Wood, when asked for a copy of the Ohio Election Complaint in March, curiously denied the request although it became a public record upon receipt by LaRose’s office.

“We are not releasing the report for public review at this time,” he said. “However, we are moving forward with notifying relevant federal agencies. On March 21, it was sent to the FBI, Dept of Justice, and Dept of Homeland Security.”

Also in March, USA filed a suit, Maryland Election Integrity LLC et al vs. Maryland State Board of Elections. The case was dismissed in May due to lack of standing—the capacity of a party to bring a lawsuit in court. To have standing, a plaintiff must demonstrate a connection to, and harm from, the law or action being challenged. As illustrated by various election challenges and First Amendment cases in recent years, standing has become the overused catch-all excuse-of-choice for federal courts to avoid ruling on—and making public—the actual merits of certain cases.
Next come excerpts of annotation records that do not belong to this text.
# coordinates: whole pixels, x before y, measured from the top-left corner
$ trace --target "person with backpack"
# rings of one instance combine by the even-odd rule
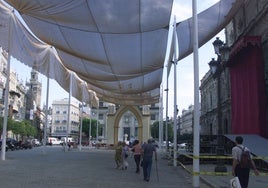
[[[140,173],[140,163],[141,163],[141,145],[139,140],[135,140],[131,151],[134,154],[134,160],[136,163],[136,173]]]
[[[232,174],[233,176],[237,176],[241,188],[247,188],[249,182],[249,173],[250,168],[254,169],[255,175],[259,175],[259,171],[256,168],[254,161],[252,160],[252,156],[250,154],[250,150],[243,146],[243,137],[237,136],[235,138],[236,146],[232,148]]]
[[[149,139],[147,144],[142,145],[142,169],[143,169],[143,179],[145,181],[150,181],[150,174],[153,163],[153,154],[155,157],[155,162],[157,162],[156,147],[153,144],[153,140]]]

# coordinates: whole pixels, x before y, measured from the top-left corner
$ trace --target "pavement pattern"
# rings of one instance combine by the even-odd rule
[[[169,165],[158,154],[157,169],[153,162],[151,179],[143,180],[142,171],[135,173],[133,156],[127,170],[115,168],[114,150],[84,147],[65,151],[62,146],[36,147],[8,151],[0,161],[0,188],[190,188],[192,175],[184,168]],[[190,167],[190,166],[188,166]],[[201,168],[212,168],[202,166]],[[158,172],[158,176],[157,176]],[[159,178],[157,178],[159,177]],[[266,179],[265,179],[266,178]],[[201,188],[228,187],[230,177],[203,176]],[[258,179],[268,187],[267,177]],[[254,183],[254,180],[252,181]],[[250,188],[250,187],[249,187]]]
According to the court’s dismissal of the Maryland suit, “Plaintiffs’ motion seeks to prevent defendant Maryland State Board of Elections from administering or certifying the 2024 primary and general elections until they are rendered secure and compliant with federal and state law. Defendant’s motion seeks to dismiss the case for lack of subject matter jurisdiction. This court has reviewed the relevant briefing and exhibits. … No hearing is necessary. … For the following reasons, defendant’s motion is granted and plaintiffs’ motion is denied as moot. … Despite plaintiffs’ numerous assertions of problems with Maryland’s voting system, this court can begin and end its analysis with plaintiffs’ standing. ‘To ensure that the Federal Judiciary respects the proper—and properly limited—role of the courts in a democratic society, a plaintiff may not invoke federal-court jurisdiction unless he can show a personal stake in the outcome of the controversy.’”

USA filed an appeal of the dismissal on May 17, 2024 and asked the U.S. Court Of Appeals, Fourth Circuit, to expedite the decision. The court denied the motion and the case remains open—most likely until after the November election.

On June 18, 2024, USA filed United Sovereign Americans Inc. et al vs. Commonwealth of Pennsylvania et al. If and when a suit is filed in Ohio, it is likely that the court will, following in the path of the Maryland courts, use standing as an excuse to dismiss the case before it is heard. USA said suits also are planned in Texas and several other states.

You can download the Ohio report here. The data and the methodology look credible and transparent to me. I know a little about databases and SQL, but I am not an expert. I invite anybody who is an expert to review the report and see whether there are holes to be poked in USA’s case.